What's the best defense against cybercrime? Surprisingly, it might be a big mouth.
Sharing information about threats and risks is quickly becoming the expected starting point for any credible defense. And as proof, you need look not further than recent examples in the public, private and non-profit sector.
Think of what's happened in just the past few days. Congress has moved forward legislation that would encourage information-sharing in the financial sector. The retail industry has introduced a portal for this same purpose. And a security company has introduced a new product that uses shared information as its base.
It is quite the turnaround from a few years ago when such information was carefully hoarded. Back then, if an attack occurred, it was only reluctantly shared with customers and competitors.
The New Black
Sharing threat intelligence has become the new black in online security. And for good reason.
It is, according to Robert Siciliano, online safety expert for Intel Security, one of the more significant advances in crime fighting.
"There are numerous behind the scenes technologies that identify devices, IP address, origins and methods of attack," he told CMSWire. "By sharing all this intelligence, a company who has been breached can tell another who hasn't what to look out for."
Perhaps more importantly, he added, they can communicate what they feel they have done right.
"There's a lot to be said for getting inside information into the workings of a crime syndicate. In this case, information is power and more security," Siciliano said.
This week the Retail Cyber Intelligence Sharing Center unveiled an intelligence-sharing portal that will be managed by the Financial Services Information Sharing and Analysis Center. It's expected to be up and running within the next 30 days.
Its mission is to enhance "the capabilities retailers currently use to share vital cybersecurity intelligence information within the community" that it receives from partners, government agencies and law enforcement.
The portal is one of several tools the non-profit offers the retail sector, R-CISC Executive Director Brian Engle, told CMSWire.
The expectation is that the portal could at best prevent an attack, and if not, mitigate the effect of one that does occur by preventing it from spreading further, he said.
"You may not be able to prevent a Zero Day attack but you can let others be aware of that vulnerability when it does become apparent," he added.
A Security Offering
There are other variation of this information-sharing theme.

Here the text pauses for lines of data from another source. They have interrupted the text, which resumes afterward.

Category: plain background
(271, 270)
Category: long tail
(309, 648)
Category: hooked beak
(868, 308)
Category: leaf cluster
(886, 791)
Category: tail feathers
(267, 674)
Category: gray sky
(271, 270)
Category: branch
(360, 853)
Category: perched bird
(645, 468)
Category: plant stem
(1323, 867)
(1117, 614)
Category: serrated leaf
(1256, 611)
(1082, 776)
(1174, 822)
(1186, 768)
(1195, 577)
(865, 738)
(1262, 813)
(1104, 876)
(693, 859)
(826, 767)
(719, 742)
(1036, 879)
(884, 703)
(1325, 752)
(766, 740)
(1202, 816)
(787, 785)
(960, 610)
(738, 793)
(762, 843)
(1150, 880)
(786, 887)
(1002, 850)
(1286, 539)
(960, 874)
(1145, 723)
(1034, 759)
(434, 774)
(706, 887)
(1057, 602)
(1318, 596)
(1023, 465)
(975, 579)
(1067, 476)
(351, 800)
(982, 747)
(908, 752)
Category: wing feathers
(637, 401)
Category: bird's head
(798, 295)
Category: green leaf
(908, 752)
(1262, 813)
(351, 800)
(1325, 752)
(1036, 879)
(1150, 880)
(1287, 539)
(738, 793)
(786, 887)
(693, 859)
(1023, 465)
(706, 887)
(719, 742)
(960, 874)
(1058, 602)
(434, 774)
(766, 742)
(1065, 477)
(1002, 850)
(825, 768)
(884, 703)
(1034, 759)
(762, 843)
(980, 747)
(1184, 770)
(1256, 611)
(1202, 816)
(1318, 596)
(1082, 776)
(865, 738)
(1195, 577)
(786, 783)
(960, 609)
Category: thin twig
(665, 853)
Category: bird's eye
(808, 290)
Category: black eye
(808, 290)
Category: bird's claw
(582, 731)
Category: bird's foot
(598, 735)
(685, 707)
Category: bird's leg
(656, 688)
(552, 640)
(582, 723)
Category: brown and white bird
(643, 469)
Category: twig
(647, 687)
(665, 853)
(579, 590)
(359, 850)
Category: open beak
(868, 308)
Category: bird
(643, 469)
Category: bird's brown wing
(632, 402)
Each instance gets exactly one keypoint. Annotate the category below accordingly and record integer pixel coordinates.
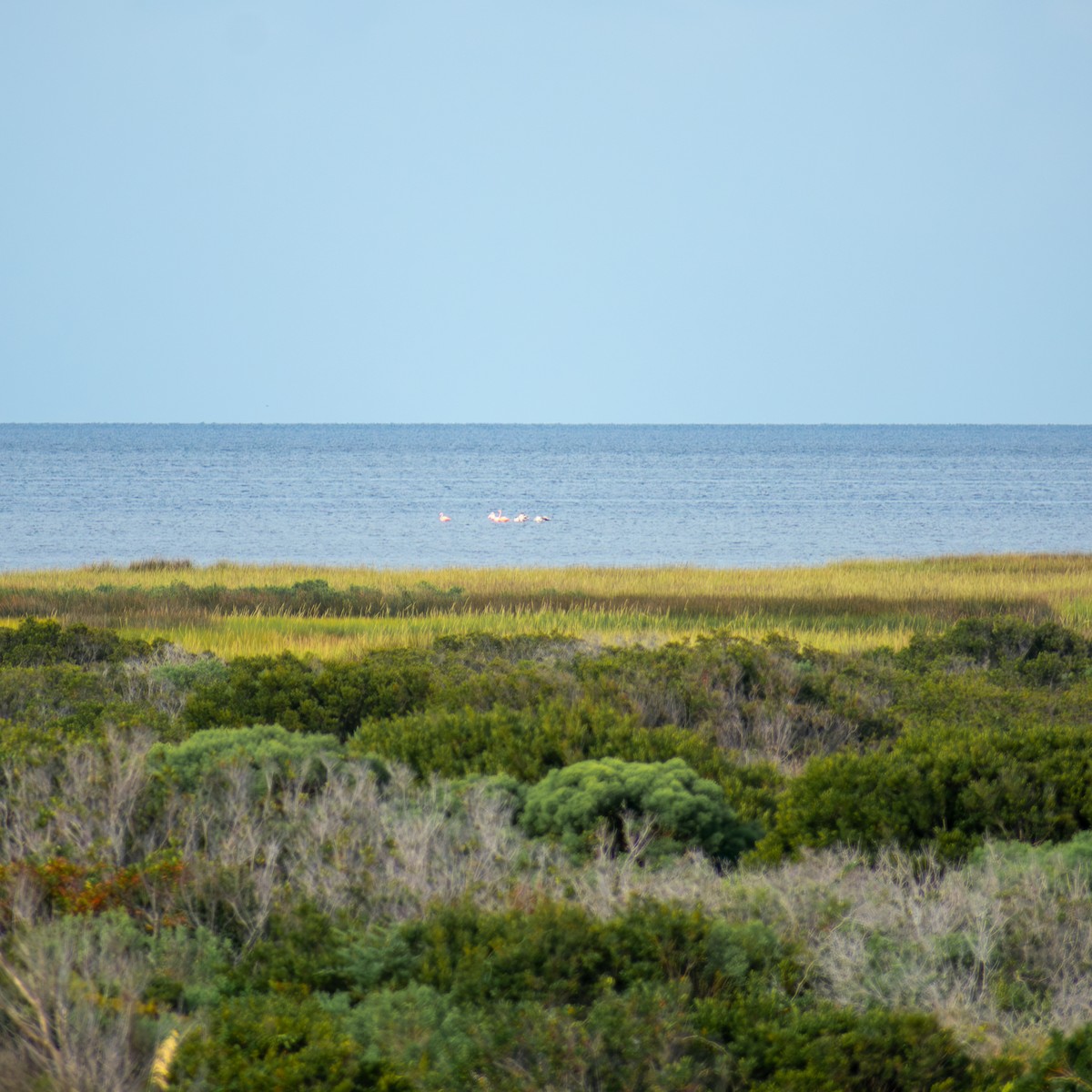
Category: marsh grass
(235, 610)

Take Kount, a provider of fraud detection and sales technology, and Ethoca, for example. The latter is a provider of collaboration-based technology designed to help card issuers and online merchants stop e-commerce fraud.
The two are offering a new service in which every day, card issuers and credit unions send confirmed fraud and customer dispute data to Ethoca, which then sends this data to merchants via hourly alerts.
Merchants would normally have to wait three to six weeks to receive this information through the chargeback and dispute process, the companies reported.
A Bill in Congress
In Washington DC, Congress is doing its part to facilitate information sharing on cyber threats, too.
This week the House Intelligence Committee leaders released a cybersecurity information sharing bill similar to the one put forward by Senate Intelligence Committee.
The bill would allow financial institutions to open the door to real time cyber threat information sharing between institutions, among and between sectors and bi-directionally with the government. There is also a targeted level of liability protection.
Of all of these measures, Congress has the potential to do the greatest good. It also, though, has the greatest potential to falter before it makes the finish line, for both political reasons and the squeamishness many feel about the government sharing information about anything on its citizens.
"The House Intelligence Committee is trying to balance cybersecurity threats, consumer privacy concerns, and politics in its Protecting Cyber Networks Act," said Jonathan Sander, Strategy and Research Officer with STEALTHbits, a data security company.
Sander noted that the average person "is very suspicious of the National Security Agency right now."
But the goal of the bill is the heart of good security practice, he said.
"The only way to make all cybersecurity stronger is to share information about threats so that more eyes can help patch vulnerabilities and mitigate risks the bad guy might try to leverage."
Hopefully, he concluded, "there can be a deal that will give the strongest sharing of threat data to power better cybersecurity with the least amount of privacy erosion."